Roasted Tomato Passata


Oh summer-- your bounty of tomatoes has required an exhausting amount of energy from my past week, which I've considered an investment to warm me in the darkest, dreary winter days ahead. The air turned cooler this week, a welcome break after a heat wave with multiple days over 100 farenheit, and suddenly it felt a bit like fall.

Back in 2011, I wrote about my first round of canning tomato passata from the River Cottage Preserves Handbook. That time, due to what we had on hand, the batch included onions instead of shallots and dried herbs instead of fresh. 

The recipe can be found on page 165 in the American edition of the book, but in summary:


Tomatoes (so many)
Shallots (peeling FOREVER)
Garlic
Basil (fresh, from our garden)
Salt
Sugar
Oil



After roasting everything together until soft, I passed all of it through the food mill. Because of my limited availability after work (my new commute is 3 hours round trip per day), I spread the roasting and milling out over 3 days and froze the purée during the meantime. I couldn't just keep it in the freezer because 

1) tiny freezer, duh
2) I have to justify my massive mason jar collection 

I added all the frozen sauce into a stockpot (technically, two, since I was short on space in just one) and brought it back up to a constant simmer/boil for a while before canning. 
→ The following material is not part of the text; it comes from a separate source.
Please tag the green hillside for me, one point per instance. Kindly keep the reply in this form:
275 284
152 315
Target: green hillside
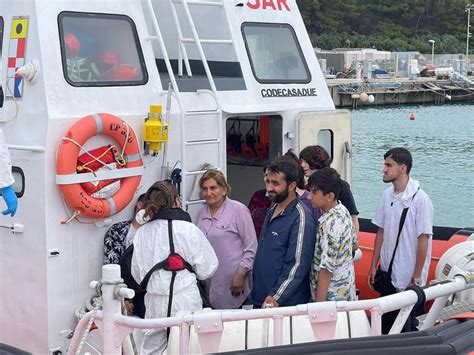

Knowing I'd need a LOT of jars and that it would add time and work to boil them all, I made a leap of faith and tested the mini/portable dishwasher for the first time. After living here 2.5 years without every trying it, I have to say that I was very pleased! The heated dry cycle keeps the jars nice and warm while I waited between batches. 


In the end, I landed with 27 full pints and a refrigerator-worthy half pints. For dinner tonight we had grilled cheese dunked in that half pint of remaining passata-- which Steve declared was delicious. Success!

My coworker/friend shared his bounty of mom-grown tomatoes, for which I am very, very grateful. He surprised me with FORTY SIX POUNDS! I plan to share two jars with him-- one for himself and one for his mom, and I hope they enjoy them.  

Note: this project required peeling approximately 6 pounds of shallots. It was by far the worst aspect, and in the future I'll attempt blanching them first to remove skins. It was such a pain in the fingers/fingernails.